Guam, on the other hand, is closer to potential hot spots such as the Koreas, the Taiwan Strait and the Middle East.

Still, he added, most of the Navy’s carrier presence in the Middle East would likely come from the Atlantic-based fleet.

“A lot of it can come from the Atlantic side,” said Sestak. “If you look at the distances by which you have to travel back and forth, it’s a long deployment to go to the CENTCOM (Area of Operations) from the Western Pacific.”

The debate on a second forward-deployed carrier comes even as the Navy is wrestling with how it will continue to maintain a carrier in Japan while also downsizing from a 12-carrier fleet to 11 flattops.

Service plans call for decommissioning both the Kitty Hawk and John F. Kennedy, the Navy’s last two conventionally powered carriers, in the coming years.

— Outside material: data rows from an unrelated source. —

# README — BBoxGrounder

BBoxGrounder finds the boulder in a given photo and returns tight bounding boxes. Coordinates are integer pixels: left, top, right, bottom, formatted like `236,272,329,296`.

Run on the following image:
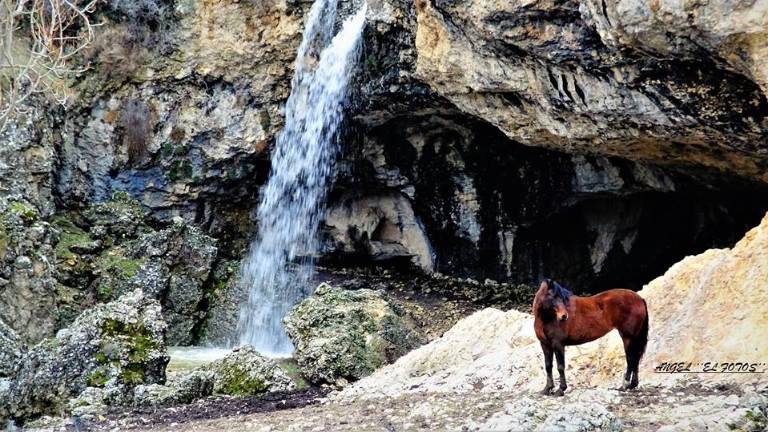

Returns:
133,370,215,407
340,215,768,399
54,193,218,345
206,345,296,396
0,200,57,343
285,284,422,383
2,290,169,418
324,193,434,273
116,218,218,345
0,320,23,378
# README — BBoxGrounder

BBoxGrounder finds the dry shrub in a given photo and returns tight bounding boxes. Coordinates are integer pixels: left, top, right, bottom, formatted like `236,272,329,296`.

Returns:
89,25,147,81
120,98,153,163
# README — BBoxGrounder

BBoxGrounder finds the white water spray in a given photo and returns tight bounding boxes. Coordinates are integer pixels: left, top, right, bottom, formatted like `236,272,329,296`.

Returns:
238,0,367,355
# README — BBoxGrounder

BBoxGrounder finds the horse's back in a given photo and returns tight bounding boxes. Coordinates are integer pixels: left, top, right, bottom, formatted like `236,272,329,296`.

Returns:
597,288,648,334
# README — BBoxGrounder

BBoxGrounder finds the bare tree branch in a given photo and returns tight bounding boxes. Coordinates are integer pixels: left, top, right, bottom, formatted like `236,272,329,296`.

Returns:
0,0,102,132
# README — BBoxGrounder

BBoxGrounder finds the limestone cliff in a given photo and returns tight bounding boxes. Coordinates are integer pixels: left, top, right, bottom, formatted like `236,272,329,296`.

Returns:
337,215,768,399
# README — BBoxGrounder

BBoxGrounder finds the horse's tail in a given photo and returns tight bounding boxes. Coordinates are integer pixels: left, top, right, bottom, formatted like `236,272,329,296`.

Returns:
635,299,648,361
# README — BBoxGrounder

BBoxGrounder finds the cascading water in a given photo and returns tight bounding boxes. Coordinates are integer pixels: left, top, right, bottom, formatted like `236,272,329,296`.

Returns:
238,0,367,355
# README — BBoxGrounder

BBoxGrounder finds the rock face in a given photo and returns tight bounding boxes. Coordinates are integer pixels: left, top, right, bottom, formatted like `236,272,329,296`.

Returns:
54,193,218,345
132,371,214,407
54,0,304,237
285,284,421,383
0,320,22,378
404,0,768,181
339,215,768,398
209,345,296,396
325,194,434,273
0,199,58,343
2,290,168,418
340,0,768,291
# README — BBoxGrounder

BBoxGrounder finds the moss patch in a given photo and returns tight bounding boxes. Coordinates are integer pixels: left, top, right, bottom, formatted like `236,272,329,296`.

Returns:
0,220,9,260
220,365,269,396
86,367,109,387
52,216,93,261
276,357,309,390
95,247,146,301
95,318,157,385
8,201,38,222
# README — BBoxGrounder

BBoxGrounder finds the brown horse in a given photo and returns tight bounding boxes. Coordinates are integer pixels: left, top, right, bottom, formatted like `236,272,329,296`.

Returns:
533,279,648,396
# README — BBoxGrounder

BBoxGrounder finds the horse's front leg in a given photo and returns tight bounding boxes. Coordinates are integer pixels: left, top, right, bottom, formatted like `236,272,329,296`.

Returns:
541,343,555,395
555,346,568,396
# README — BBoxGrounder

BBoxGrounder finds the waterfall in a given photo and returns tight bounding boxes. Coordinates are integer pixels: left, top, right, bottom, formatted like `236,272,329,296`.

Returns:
238,0,367,355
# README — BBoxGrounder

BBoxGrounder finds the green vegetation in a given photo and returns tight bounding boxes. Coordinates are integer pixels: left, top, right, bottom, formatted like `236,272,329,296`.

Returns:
120,363,145,385
95,318,157,385
259,109,272,132
0,220,9,260
51,216,93,260
8,201,38,222
168,159,194,181
277,357,309,390
86,367,109,387
95,247,146,301
220,365,269,396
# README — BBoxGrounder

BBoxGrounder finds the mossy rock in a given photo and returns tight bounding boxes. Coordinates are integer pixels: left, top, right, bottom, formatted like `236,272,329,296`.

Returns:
94,246,146,301
286,284,424,384
0,220,9,261
7,201,40,222
206,345,296,396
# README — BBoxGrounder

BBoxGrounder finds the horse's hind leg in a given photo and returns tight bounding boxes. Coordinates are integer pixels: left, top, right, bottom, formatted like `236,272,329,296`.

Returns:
555,346,568,396
541,343,555,395
621,336,644,390
621,336,635,390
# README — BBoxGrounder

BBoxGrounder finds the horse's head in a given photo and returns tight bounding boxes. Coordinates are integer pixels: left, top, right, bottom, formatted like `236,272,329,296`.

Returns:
534,279,573,321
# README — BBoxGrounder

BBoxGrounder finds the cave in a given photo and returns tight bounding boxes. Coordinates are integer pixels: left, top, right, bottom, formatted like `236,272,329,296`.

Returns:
326,114,768,293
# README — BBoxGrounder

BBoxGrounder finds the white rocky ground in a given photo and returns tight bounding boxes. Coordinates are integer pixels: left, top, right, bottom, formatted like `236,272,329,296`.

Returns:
24,216,768,431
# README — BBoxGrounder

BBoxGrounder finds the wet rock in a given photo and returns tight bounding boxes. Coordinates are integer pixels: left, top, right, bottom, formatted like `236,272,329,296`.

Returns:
3,290,169,418
0,200,57,343
83,192,149,243
285,284,422,383
396,0,768,181
201,260,243,346
206,345,296,396
325,194,434,273
115,220,218,345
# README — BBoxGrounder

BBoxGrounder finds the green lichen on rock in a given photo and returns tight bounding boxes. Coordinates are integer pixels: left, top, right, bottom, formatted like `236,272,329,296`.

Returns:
94,246,146,301
0,290,168,418
207,345,296,396
51,216,98,261
87,367,109,387
286,284,423,383
83,191,150,243
8,201,39,222
95,318,158,385
0,219,8,260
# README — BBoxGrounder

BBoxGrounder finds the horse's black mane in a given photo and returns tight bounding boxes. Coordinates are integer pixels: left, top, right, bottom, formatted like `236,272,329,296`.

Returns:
547,279,573,303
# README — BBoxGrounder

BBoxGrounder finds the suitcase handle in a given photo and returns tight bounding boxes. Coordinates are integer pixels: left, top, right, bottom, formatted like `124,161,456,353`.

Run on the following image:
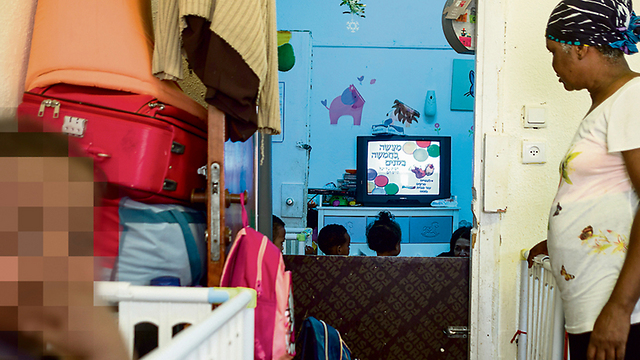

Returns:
85,145,111,159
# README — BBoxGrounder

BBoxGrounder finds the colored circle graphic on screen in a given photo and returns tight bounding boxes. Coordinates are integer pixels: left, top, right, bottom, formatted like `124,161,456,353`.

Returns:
402,141,416,155
384,183,400,195
427,145,440,157
374,175,389,187
413,148,429,161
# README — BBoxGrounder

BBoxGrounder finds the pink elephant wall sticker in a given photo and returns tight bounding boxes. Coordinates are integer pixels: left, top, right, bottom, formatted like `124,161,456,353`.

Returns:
329,84,364,125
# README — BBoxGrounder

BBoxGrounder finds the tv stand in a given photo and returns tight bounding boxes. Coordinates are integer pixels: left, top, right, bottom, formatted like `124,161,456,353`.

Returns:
318,206,460,256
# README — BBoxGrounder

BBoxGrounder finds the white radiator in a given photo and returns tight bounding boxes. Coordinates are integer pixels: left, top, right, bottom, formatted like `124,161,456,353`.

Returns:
95,282,256,360
517,250,565,360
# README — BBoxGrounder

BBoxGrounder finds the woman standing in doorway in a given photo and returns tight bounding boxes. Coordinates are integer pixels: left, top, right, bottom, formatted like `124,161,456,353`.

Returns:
530,0,640,360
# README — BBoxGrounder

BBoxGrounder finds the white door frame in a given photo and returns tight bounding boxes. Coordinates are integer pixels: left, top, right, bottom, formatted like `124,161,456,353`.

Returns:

Officials hope to swap out the Kitty Hawk with a nuclear-powered replacement but are keeping their options open because of Japanese concerns over nuclear power.

“We’re going to mothball the Kennedy,” Navy Secretary Gordon England told reporters recently, but he added, “if you need the Kennedy to go to Japan we can always make the Kennedy available.”

Meanwhile, maintaining forces that are immediately available — either forward-based or able to surge forward quickly — will be the hallmark of the Navy’s strategy to make up the difference in fewer carriers, said Sestak.

“If you don’t have the speed to get to the conflict when you really need to be there, you’re interesting, but irrelevant,” said Sestak.